Readings #2

Want to try out a Leica M9 for a few hours? Go to NYC... damnit.

Hawaii puts the kabash on "birthers" (people who think President Obama is not a natural-born US citizen) because they're burdening the health department with all their requests. Even the right is embarrassed, and this is coming from people who expect you to be bad at math to buy the party line.

Interesting design company in Brooklyn called RockPaperRobot.

Life on earth has one common ancestor. Not to say that life on earth only arose once but rather that life does in fact (by odds of about 100,000 to 1) share a family tree and not a web.

Apparently 3-D TV's are coming out soon. The real lesson here is more that technology is changing at an increasing rate, so much so that at some point consumers are going to face interesting dillemas towards adopting new technology. A common theme in history is the adoption of new technology and how this effects societies, economies, etc., but a common occurance I'm noticing is that change is so quick now that we have a hard time adjusting. Architects barely learn a program before it is obsolete. We purchase technology that is obsolete within months and years (my laptop is 3 years old and it can barely run the newest software I put on it), and we train for jobs that are no longer needed well before we are middle aged. I'm not sure where this all points but it's interesting none the less.

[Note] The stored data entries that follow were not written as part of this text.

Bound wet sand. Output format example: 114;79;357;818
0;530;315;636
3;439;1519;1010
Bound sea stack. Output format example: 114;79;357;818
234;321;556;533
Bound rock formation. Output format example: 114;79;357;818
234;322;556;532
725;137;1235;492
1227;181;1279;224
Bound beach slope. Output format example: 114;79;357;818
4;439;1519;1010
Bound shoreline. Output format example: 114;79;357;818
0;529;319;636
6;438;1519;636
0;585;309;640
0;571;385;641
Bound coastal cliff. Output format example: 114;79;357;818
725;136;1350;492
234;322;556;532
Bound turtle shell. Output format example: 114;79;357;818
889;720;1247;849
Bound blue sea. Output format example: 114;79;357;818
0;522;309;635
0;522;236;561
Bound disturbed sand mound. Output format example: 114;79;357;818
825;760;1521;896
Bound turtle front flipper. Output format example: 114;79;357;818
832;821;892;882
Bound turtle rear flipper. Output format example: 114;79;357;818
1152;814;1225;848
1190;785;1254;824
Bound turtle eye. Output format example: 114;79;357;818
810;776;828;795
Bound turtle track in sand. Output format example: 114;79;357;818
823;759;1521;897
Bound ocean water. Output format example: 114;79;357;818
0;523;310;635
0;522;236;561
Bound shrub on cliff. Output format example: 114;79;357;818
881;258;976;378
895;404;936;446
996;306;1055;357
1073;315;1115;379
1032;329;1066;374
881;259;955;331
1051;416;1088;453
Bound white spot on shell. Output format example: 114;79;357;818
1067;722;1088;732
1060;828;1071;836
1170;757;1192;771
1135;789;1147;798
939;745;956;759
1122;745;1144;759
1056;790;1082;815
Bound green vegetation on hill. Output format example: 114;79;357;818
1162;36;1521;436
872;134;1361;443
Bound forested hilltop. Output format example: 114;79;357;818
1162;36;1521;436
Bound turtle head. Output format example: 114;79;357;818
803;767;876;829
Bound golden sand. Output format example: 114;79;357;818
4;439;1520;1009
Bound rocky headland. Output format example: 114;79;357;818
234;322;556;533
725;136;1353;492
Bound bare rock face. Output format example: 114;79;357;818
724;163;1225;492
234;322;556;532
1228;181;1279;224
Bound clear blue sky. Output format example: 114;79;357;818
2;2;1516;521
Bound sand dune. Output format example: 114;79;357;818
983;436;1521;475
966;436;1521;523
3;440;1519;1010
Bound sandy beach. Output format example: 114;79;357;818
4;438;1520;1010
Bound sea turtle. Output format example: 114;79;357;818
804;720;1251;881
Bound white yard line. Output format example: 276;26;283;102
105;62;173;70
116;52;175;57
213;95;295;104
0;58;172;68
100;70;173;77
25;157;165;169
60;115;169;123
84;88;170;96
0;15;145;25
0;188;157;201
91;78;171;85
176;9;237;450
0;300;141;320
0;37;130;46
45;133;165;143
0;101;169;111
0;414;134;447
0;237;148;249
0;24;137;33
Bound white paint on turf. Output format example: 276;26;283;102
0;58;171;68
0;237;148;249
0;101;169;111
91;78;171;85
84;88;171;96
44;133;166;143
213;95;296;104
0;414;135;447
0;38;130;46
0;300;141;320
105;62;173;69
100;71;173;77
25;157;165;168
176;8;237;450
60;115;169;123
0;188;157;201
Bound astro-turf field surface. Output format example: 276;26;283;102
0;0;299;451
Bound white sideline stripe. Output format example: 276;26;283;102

A company called Square has just released an application and (free) hardware (plugs into your headphone jack and is tiny) that will allow you to process credit cards on either an iphone or android based system. The fees are 2.75% + 15 cents or 3.5% + 15 cents if the card isn't present. This should make splitting lunch bills easier. I've always wondered when we will get rid of tangible money and use something similar to this, but probably less cumbersome regardless of the fact that this system is fairly light. Imagine just a fob that you can run across someone elses phone then you type an amount into your phone and they accept. Anyways, I doubt tangible money will die off for a long time, people are clingy and hate change (seriously, read that article - no pun intended). There are multiple lobbies and advocacy groups in Washington that make sure pennies and nickels get minted even though they cost 2 and 9 cents respectively to make. The advocacy groups think that changing the material of pennies will somehow decrease their value. Hey interest group - fiat money system. It's all based on confidence. This isn't even worth writing about, it's just sad that we are so encumbered by bureaucracy and interest groups/lobbyists and inability to make logical non-political decisions that we continue wasting out time with pennies, nickels, dollar bills and tangible money in general (although I don't advocate abandoning it just yet... but steps should be taken to start). Getting rid of the first two and making the other a coin would save us hundreds of millions of dollars a year. Plus, no more stupid pennies.